The hospital responded by arranging 3:1 staffing to manage his escalating antics - and threatened rapid tranquilisation.
The liaison team, ever resourceful, decided it was time to ask for another Mental Health Act assessment.
One doctor asked if he had any superpowers.
“I am Superman,” he said. “No actual powers though… just a gold card at Paddy Power Bookies”.
The other doctor asked the classic drugs question.
“Oh, just the usual - crack, heroin, crystal meth… but mostly I survive on a barrel of Guinness once a month, then hit the nightclub and clear the dance floor because I’m so positive in my dancing”.
Notes flew - clearly, this was top-tier psychiatric insight.
He informed the doctors, matter-of-factly:
“I’ve had over 30 admissions. I do it my own way, because I have that much experience in psychiatry”.
He then told them he’d prefer to go to the Priory - because they “treat him like a King”.
You can’t argue with that kind of seniority.
Following the assessment, the usual sacred ritual commenced: the professional discussion. For the uninitiated, this is when psychiatrists glance at the patient with a serene smile and say, “We’re just going to have a little chat”, before promptly disappearing into a corridor for what can only be described as an extended whispering séance.
The deliberation phase.
Otherwise known as the bit where the AMHP stands awkwardly nearby, while everyone forgets who’s actually making the legal decision.
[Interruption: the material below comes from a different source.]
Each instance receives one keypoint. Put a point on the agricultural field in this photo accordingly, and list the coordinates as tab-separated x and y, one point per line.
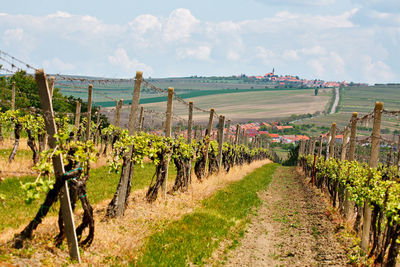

And right on cue, both consultant psychiatrists presented with classic signs of Avoidant Decision Paralysis - a common syndrome triggered when risk is low, beds are scarce, and someone might write a complaint.
Despite his infectious charm and grand storytelling, the doctors didn’t trust St Michael’s explanations. They agreed he was “vulnerable and delusional”.
They wrote their Section 2 medical recommendations… and moonwalked out of the room.
_____
Let’s Be Honest
At some point, we have to stop pretending that multi-disciplinary means something.
In reality, it’s always the AMHP left holding the hot potato.
_____
Stuck in the System
St Michael, for his part, was surprisingly pragmatic about the doctors recommending he be sectioned - but asked to go in as a voluntary patient instead. He said being sectioned infringed on his spirit, but he recognised he needed a break:
“A 28-day lie down. Food, support, a counsellor - a level up”.
He agreed to an informal admission.
We had a plan.
The bed was pending.
The professionals relaxed.
The system exhaled.
He waited.
And waited.
And waited.
Five days, to be exact - detained not by law, but by inertia, a lack of beds, and the haunting strains of Sexy Cinderella echoing behind the blue curtain.
_____
Enter: The AMHP Master Plan
I returned to A&E on a rescue mission.
“I knew you’d come if I sang that,” he told me, mid-croon.
Working closely with St Michael and a consultant psychiatrist who’d survived at least one tour of duty with him, we pieced together a coordinated, supported community plan.
It was simple. It was smart.
It was approved.
It was a win.
Plot twist: The liaison team held an escalation meeting and decided the plan was “not suitable” - presumably because it didn’t involve detention, sedation, or a ten-page risk assessment.
St Michael was convinced they were dragging it out “for the drama”.
Honestly, so was I.
Back to the cubicle.
_____
The Moral of the Madness
When someone shows up in A&E barefoot, speaking scripture and singing 90s R&B, try not to laugh - or cry.
Just remember:
• We’ll be expected to fix everything.
• We’ll write five plans.
• None of them will be satisfactory - because the doctors have recommended detention.
And when it all collapses?
We’ll be expected to take the blame.
So yes - next time a man gets lost during an episode of psychosis, I suggest we cut out the middle steps and send him straight to the local AMHP office.
We’ll make him a cuppa.
With the Yorkshire Tea bags we’ve nicked from the Crisis Team.
We’ll find his shoes.
And we’ll do what we always do:
Try to save a system that’s already abandoned him.